Freitag, 4. Februar 2011

Eigene Logik: Fiona Kirk wird vom Nationalkader ausgeschlossen, weil sie offen gegen eine Geländesperre der WOC 2012 verstösst

Abb.1. Fiona Kirk ganz rechts. (Bild anlässlich JWOC 2009 Relay, Goldmedaille zusammen mit Julia Gross und Sophie Tritschler; Verlinkt von ultimate-orienteering.com)

Fiona Kirk wurde Ende 2010 nicht ins Nationalkader aufgenommen. Die Gründe dazu sind speziell, handelt es sich doch nicht um leistungsmässige Überlegungen, sondern um Kriterien im Zusammenhang mit der OL-WM 2012 in Lausanne.
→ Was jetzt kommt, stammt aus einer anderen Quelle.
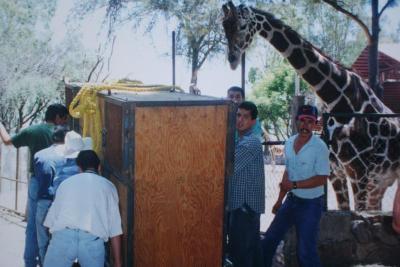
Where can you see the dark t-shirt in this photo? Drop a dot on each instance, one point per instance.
(36, 137)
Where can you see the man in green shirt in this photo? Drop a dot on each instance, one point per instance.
(35, 137)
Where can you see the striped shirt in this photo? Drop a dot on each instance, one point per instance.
(247, 184)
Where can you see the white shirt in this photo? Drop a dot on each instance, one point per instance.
(88, 202)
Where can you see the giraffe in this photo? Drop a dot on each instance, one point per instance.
(364, 149)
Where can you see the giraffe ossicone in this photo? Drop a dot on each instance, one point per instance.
(364, 149)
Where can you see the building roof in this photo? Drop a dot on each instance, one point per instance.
(389, 62)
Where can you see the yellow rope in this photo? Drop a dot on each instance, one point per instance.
(85, 106)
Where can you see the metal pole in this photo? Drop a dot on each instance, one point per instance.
(16, 180)
(173, 60)
(244, 73)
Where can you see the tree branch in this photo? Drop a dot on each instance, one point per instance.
(339, 8)
(388, 3)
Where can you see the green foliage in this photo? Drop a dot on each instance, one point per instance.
(273, 94)
(199, 35)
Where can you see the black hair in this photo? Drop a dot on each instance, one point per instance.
(55, 109)
(59, 133)
(236, 89)
(250, 106)
(307, 110)
(88, 159)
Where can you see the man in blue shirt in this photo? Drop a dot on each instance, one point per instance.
(246, 199)
(53, 165)
(307, 168)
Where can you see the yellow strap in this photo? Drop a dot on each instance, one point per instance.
(85, 106)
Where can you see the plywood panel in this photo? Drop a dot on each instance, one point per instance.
(179, 186)
(123, 209)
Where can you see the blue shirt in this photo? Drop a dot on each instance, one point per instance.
(247, 184)
(311, 160)
(46, 162)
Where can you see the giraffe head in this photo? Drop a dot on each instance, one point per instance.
(239, 30)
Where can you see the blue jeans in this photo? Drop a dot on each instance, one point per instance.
(42, 232)
(305, 215)
(69, 244)
(244, 238)
(31, 252)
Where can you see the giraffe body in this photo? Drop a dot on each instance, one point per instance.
(364, 149)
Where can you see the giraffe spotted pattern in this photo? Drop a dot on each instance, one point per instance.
(364, 149)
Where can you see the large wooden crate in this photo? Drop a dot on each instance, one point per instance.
(169, 155)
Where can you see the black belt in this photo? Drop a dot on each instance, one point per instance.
(292, 196)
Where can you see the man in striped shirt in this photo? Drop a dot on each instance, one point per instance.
(246, 191)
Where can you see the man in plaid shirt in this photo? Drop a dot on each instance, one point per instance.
(246, 191)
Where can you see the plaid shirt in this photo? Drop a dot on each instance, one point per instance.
(247, 185)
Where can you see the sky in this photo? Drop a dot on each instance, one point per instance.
(142, 57)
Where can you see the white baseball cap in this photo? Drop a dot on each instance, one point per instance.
(74, 143)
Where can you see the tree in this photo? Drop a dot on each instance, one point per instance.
(199, 36)
(273, 94)
(32, 67)
(372, 35)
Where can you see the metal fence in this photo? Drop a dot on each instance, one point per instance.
(14, 171)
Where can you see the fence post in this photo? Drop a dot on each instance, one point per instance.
(16, 181)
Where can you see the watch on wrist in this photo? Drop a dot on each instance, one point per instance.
(295, 185)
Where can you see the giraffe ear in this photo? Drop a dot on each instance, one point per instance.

Fiona Kirk ist seit Herbst 2010 Studentin an der ETH Lausanne (EPFL), die im Sperrgebiet des WM-Sprints 2012 liegt. Zusammen mit Matthias Niggli als Chef Leistungssport wurde eine Lösung des Problems gesucht. Die Athletin erklärte dann, dass sie auf den WM-Sprint verzichte, da sie die Sperrgebietsregelungen nicht beachten könne. Sie hat danach im Sprint-Sperrgebiet Lauftrainings gemacht und zudem am Lausanne Halbmarathon teilgenommen, der durch das Sperrgebiet führt.
Nach Interpretation der Kaderverantwortlichen hat sie mit diesem Vorgehen gegen die veröffentlichten Regeln verstossen. Diese gelten für potenzielle Teammitglieder der WM 2012. Das Selektionsgremium hat darauf entschieden, dass alle Kaderangehörigen 2011 und 2012 potenzielle WM-Teammitglieder sind, da in den nächsten 2 Jahren alles Richtung Heim-WM aufgebaut wird. Aus diesem Grund kann Fiona Kirk bis nach der WM 2012 nicht ins Nationalkader aufgenommen werden. Sie darf aber an Selektionsläufen teilnehmen und sich für andere internationale Wettkämpfe selektionieren.
www.swissorienteering.ch (Matthias Niggli/Nic Russi) vom 2.Februar 2011

2 Kommentare:

Anonym hat gesagt…

Irgendwie unlogisch, oder sehe ich die Logik nicht?

M.Lerjen hat gesagt…

Und irgendwie un(chrono)logisch:
25.Oktober: Selektionen von SwissOrienteering 2011 auf SwissOrienteering: Fiona Kirk ist nicht selektioniert.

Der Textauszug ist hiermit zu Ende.